By James McCusker
Hollywood moviemakers were the first data miners.
They saw us not only as ticket-buyers but also as plot and character sources. As a result, there are very few things in our American life that haven’t shown up in the movies in one way or another. They even made a movie about public opinion polls.
The plot of “Magic Town” begins with James Stewart trying to hold together his failing small business, which conducts opinion polls. He is desperate, of course, in a way that only James Stewart could be. And if this sounds to you like the beginning of “It’s a Wonderful Life,” you wouldn’t be wrong. Hollywood has always trusted in formulas.
This time, though, there’s no river, no bridge, and no Clarence the apprentice angel. There is a miraculous deliverance, though, which comes with the discovery of a small town, Grandview, which turns out to be a perfect statistical image of the country.

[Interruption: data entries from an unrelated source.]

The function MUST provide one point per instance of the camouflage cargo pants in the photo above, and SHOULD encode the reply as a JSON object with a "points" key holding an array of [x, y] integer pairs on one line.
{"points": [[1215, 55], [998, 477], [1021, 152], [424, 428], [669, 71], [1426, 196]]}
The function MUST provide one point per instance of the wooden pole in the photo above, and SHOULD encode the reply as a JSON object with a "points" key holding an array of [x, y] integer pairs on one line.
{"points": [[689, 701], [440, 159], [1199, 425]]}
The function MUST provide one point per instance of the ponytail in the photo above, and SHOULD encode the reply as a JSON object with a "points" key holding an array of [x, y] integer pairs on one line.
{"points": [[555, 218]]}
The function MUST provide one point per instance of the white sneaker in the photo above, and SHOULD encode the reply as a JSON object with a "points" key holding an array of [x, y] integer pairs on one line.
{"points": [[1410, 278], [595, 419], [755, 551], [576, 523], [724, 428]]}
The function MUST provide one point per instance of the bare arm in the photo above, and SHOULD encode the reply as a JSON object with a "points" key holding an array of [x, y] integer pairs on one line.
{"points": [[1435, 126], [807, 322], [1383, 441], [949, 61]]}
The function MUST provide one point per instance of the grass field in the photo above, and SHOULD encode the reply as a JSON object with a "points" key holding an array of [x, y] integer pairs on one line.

This was the El Dorado of the opinion poll industry. There would be no need for expensive, time-consuming multiple samples taken in different geographic regions; no worries about demographic differences, sampling errors or other pesky statistical issues. If you wanted to know which laundry soap was going to be popular, or which candidate would be our next president, you just asked the people of Grandview. They would be right every time.
Of course, the magic of the town depended on two things:
•Keeping Grandview unchanged;
Keeping Grandview a secret — from his competition and, as importantly, from the town’s residents themselves. If any of these conditions changed, any polls taken would be biased and inaccurate.
All of this was complicated by the Jane Wyman character, the beautiful monkey wrench in the works. She is a reformer who wants to change things in Grandview.
Stewart, Wyman and Grandview eventually work things out — it is a formula movie, after all — and everyone learns to live with opinion polls. Even in 1947, when this movie was made, it was clear that polls were here to stay. Unfortunately, so was statistical bias.
The current presidential campaign has probably set a record for news stories, analysis and commentary based on polling data. And in a polarized political environment, poll results, no matter what they show, make a lot of people unhappy.
People from the unhappy group often claim that the campaign polls are biased, and they are probably right. The polls are biased, although not necessarily in the way they supposed. The bias isn’t always political.
Some of the bias in polls originates in the “who is asked and who answers” problem. Virtually all polling today is done by statistical sampling, and it isn’t as easy as we might think to get an unbiased sample. America is an incredibly diverse country and selecting a sample that reflects this is somewhere between difficult and impossible. That’s why political polls tend to be more accurate at the state and local levels, where the dimensions of diversity are more manageable.
A significant source of bias in polls comes from the self-selection process. The people who are willing to share their opinions with a pollster are a dwindling minority. Most telephone calls made by poll takers are unanswered or result in hang-ups. Moreover, the people who actually answer do not always give truthful responses.
A recurrent source of bias in polls is the unreliable statistical model that is used to interpret the results. When a sample survey is taken, for example, pollsters use these models to estimate the likelihood that the individuals involved will actually vote, usually with inaccurate results.
Opinions of non-voters resemble what economists call “ineffective demand” — like my views on the latest Ferrari, for example — and it is often important for pollsters to set them aside in interpreting their survey results. The pollsters’ models are frequently based on historical voter turnout, though, which has turned out to be an unreliable predictor.
The math behind polling statistics is based on random, unbiased samples, and the validity of using the same math on biased samples is questionable at best.
Are the polls of any use at all, then? And the answer is: yes, kind of.
On balance, they are probably more valuable to candidates than they are to the public because political polls tend to be more accurate on issues than on choices of candidates. Candidates are constantly reshaping their campaigns in response to issue polling data and this can be very effective.
For the rest of us, though, we wouldn’t be too far wrong if we ignore the claims of scientific accuracy and view national political polling data in the same way we might read a long-range weather forecast or a horoscope: interesting but not necessarily accurate.
James McCusker is a Bothell economist, educator and consultant. He also writes a monthly column for the Herald Business Journal.